Law, S., & Glover, D. (2000). Leading effective teams. In Educational leadership and learning : practice, (pp. 71-86).Buckingham, England : Open University Press.
The concept of needing to consider people as both individuals and as parts of a team is very interesting. The reasons why people form or participate groups/what constitutes a group is also enlightening:
In a school setting, many people both choose and are chosen to be in groups for these reasons. How important is choice when it comes to participating in groups? How much does choice influence the level of positivity people bring to their group (surely a prerequisite to the success of the group itself and the outcomes the group hopes to achieve)?
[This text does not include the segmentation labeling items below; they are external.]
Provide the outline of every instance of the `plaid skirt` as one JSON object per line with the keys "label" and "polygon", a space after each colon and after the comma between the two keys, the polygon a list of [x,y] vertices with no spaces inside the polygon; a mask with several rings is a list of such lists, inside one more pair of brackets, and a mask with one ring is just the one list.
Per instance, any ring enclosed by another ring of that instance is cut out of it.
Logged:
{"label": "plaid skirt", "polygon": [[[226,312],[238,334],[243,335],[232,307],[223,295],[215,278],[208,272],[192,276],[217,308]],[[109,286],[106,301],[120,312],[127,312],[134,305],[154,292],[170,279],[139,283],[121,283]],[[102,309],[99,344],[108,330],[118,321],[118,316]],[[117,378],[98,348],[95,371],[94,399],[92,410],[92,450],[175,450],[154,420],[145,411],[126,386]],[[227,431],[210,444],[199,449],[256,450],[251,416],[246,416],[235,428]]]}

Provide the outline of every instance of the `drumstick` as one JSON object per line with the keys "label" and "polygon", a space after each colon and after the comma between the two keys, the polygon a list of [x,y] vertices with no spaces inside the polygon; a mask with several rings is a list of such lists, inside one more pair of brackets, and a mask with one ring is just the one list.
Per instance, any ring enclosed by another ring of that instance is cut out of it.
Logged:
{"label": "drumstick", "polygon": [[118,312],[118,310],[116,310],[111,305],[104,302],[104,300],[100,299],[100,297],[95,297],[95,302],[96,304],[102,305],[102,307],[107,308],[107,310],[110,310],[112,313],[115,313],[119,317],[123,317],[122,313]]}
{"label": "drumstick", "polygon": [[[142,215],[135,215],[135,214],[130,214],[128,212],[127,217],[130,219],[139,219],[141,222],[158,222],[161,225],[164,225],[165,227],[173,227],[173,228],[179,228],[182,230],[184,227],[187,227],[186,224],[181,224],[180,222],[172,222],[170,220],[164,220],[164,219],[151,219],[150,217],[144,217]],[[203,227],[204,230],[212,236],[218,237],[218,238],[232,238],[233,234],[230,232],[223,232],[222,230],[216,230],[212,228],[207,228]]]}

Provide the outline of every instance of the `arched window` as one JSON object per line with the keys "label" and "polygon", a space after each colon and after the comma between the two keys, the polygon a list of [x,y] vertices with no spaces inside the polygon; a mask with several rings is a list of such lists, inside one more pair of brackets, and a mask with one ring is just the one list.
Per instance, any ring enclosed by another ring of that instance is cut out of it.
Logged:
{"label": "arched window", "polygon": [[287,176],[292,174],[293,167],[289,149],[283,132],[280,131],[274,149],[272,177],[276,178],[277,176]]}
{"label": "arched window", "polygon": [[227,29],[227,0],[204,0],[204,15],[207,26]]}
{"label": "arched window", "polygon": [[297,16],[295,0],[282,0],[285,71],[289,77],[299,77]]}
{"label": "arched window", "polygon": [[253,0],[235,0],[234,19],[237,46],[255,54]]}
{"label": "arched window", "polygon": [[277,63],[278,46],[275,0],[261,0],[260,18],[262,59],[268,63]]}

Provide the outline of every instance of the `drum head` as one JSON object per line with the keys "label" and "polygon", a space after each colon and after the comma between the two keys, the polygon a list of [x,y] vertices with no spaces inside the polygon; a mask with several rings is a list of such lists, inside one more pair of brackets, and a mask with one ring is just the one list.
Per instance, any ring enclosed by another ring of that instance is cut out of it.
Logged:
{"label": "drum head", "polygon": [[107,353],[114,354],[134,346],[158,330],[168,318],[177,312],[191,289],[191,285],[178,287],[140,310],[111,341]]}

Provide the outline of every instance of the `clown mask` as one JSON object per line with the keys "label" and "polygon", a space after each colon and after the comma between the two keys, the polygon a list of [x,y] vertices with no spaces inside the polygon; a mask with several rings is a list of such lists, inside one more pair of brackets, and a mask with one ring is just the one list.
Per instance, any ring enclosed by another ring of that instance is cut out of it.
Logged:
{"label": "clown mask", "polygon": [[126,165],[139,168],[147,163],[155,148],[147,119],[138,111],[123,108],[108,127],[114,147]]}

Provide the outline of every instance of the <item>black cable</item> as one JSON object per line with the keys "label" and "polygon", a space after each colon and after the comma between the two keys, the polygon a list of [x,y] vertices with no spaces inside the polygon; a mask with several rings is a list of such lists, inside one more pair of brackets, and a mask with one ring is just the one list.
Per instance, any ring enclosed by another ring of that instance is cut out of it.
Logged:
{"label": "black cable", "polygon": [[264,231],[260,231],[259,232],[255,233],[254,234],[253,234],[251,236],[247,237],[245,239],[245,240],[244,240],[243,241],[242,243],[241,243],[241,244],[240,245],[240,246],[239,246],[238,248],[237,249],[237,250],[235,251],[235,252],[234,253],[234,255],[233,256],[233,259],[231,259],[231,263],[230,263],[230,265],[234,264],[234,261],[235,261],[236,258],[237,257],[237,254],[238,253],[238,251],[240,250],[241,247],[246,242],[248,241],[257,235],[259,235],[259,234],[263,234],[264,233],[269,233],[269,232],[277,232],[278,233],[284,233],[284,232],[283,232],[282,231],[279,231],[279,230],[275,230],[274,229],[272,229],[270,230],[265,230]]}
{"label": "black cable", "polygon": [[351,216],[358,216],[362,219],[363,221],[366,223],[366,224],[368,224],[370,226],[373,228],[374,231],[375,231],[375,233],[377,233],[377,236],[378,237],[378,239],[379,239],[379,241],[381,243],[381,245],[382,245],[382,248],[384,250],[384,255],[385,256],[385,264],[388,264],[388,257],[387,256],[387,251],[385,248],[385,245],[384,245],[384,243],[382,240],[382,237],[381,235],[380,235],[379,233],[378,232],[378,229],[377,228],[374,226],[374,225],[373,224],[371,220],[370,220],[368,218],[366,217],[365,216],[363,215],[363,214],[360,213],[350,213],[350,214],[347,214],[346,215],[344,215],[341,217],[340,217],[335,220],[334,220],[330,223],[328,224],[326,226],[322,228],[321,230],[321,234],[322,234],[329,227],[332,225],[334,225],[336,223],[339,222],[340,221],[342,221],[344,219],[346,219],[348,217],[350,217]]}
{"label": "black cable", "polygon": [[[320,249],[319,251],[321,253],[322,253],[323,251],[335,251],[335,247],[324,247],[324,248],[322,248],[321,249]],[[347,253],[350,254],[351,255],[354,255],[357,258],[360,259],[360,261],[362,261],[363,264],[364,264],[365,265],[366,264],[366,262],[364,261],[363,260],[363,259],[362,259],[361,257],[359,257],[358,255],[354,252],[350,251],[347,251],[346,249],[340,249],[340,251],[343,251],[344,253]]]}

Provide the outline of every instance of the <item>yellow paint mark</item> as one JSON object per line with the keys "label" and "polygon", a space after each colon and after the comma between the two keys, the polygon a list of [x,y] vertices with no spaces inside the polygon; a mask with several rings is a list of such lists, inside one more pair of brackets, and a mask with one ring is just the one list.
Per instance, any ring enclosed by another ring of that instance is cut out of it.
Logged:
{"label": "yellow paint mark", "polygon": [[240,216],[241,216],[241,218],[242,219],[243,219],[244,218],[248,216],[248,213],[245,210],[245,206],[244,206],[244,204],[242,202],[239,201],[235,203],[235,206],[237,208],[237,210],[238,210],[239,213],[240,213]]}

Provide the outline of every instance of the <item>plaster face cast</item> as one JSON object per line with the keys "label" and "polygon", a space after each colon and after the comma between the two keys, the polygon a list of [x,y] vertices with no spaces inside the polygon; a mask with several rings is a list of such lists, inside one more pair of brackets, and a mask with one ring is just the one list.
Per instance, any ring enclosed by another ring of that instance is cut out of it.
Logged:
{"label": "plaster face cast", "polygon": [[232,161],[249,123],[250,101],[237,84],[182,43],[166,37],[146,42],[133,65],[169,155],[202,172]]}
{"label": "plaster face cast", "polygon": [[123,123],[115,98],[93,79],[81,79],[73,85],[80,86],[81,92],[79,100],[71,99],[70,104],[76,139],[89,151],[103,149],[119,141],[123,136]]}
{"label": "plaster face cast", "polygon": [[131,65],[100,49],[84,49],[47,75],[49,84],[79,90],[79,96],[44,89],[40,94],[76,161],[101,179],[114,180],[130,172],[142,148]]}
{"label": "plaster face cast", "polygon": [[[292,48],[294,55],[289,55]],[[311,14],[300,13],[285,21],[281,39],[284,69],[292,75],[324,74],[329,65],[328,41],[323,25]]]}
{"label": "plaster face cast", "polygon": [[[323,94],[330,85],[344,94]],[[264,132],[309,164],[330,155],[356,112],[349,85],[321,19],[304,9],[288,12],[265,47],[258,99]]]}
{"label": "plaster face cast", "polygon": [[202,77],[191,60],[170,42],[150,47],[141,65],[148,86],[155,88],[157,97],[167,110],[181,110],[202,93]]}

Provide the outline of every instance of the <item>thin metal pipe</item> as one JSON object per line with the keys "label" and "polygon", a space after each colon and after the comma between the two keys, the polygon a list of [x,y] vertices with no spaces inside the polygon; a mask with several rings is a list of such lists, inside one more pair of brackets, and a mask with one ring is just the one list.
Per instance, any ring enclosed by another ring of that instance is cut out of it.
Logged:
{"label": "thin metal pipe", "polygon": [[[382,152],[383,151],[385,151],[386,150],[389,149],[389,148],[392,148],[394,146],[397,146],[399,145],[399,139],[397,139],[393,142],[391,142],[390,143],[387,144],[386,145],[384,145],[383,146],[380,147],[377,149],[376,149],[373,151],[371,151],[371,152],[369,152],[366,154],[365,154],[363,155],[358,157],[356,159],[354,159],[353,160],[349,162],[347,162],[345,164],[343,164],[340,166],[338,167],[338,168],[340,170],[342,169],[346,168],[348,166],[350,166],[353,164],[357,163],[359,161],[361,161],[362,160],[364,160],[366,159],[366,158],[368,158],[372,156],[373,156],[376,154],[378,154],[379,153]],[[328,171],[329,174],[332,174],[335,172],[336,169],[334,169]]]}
The reading talks about 3 key concepts that may help answer this question: the group members’ levels of inclusion, control and affection.
The following diagram is a really helpful table to have, as you can readily identify people in your team who personify the roles and then consequently know how to help them be a positive part of the team. When I’m next in a group situation, I’ll be thinking of these roles and structuring my responses and expectations around them.
Before I blog any further, I just want to say that whilst I feel very supported in my distance learning, I sorely miss sitting in a REAL room, with REAL people, in REAL time discussing readings. If we could use the jigsaw format of sharing, it would be even better and I wouldn’t have to read and digest so many bloody dry pieces of academia myself.
Beck, J. D., & Yeager, N. M. (1994). Making teams work : an underused window of opportunity. In The leader’s window: mastering the four styles of leadership to build high-performing teams (pp. 183-206). New York : Wiley.
Some good ideas and thoughts in this article but as it was not education specific, I switched off pretty fast. Although there are obvious parallels between business and education, if I can’t see blindingly obvious examples of how a reading directly correlates to schools, I’m not interested.
Extremely interesting concept that frankly scares me. How WOULD a school run like this? They give lovely, soft focus general answers but don’t necessarily give hard examples. Principals, and other leaders, have a purpose and hopefully, that purpose is to make decisions and take action on issues that teachers themselves, whilst having input, are too busy focusing on teaching and learning to actually spend a lot of time on.
Well, this article just pretty much summed up my own thoughts as listed above!
Consider how decisions are made at your school, in your home, at the local club. How do the approaches taken in the readings by Harvey, Law and Beck match the way things are done in these places? Look at the range of tools used and the inclusiveness of the techniques. What can you learn from this?
Consider how you might adjust the current approaches and how you might make use of small group processes to gain good outcomes.
At times there feels like a lot of chiefs and not too many Indians, yet those chiefs don’t come to much consensus. I’m sheltered from most of the politics as I’m not working full time in a school, I’m only a sub teacher and spouse of a currently working teacher at the school.
What I do see and hear for myself is an almost total lack of sharing what IS being decided or worked on, or thought about, or done. I believe a huge part of working collaboratively together in a team is that people feel valued and appreciated for what they do; being recognised is essential. At our school, perhaps due to size?, this is so rarely done and the morale of the staff is often low because of it.
Nothing major, but a quick 5 minutes in a staff meeting to offer celebrations, thanks or sharing best practice would be a great start. Leaders MUST do this if they want happy campers on their staff!
Likewise, families need this recognition and appreciation too. My husband shows his love through actions, even little ones like making a cup of tea for me or clearing the table while I put the baby to bed so I can come back downstairs to a calm, clean environment of an evening. These small yet important offerings mean our family functions well.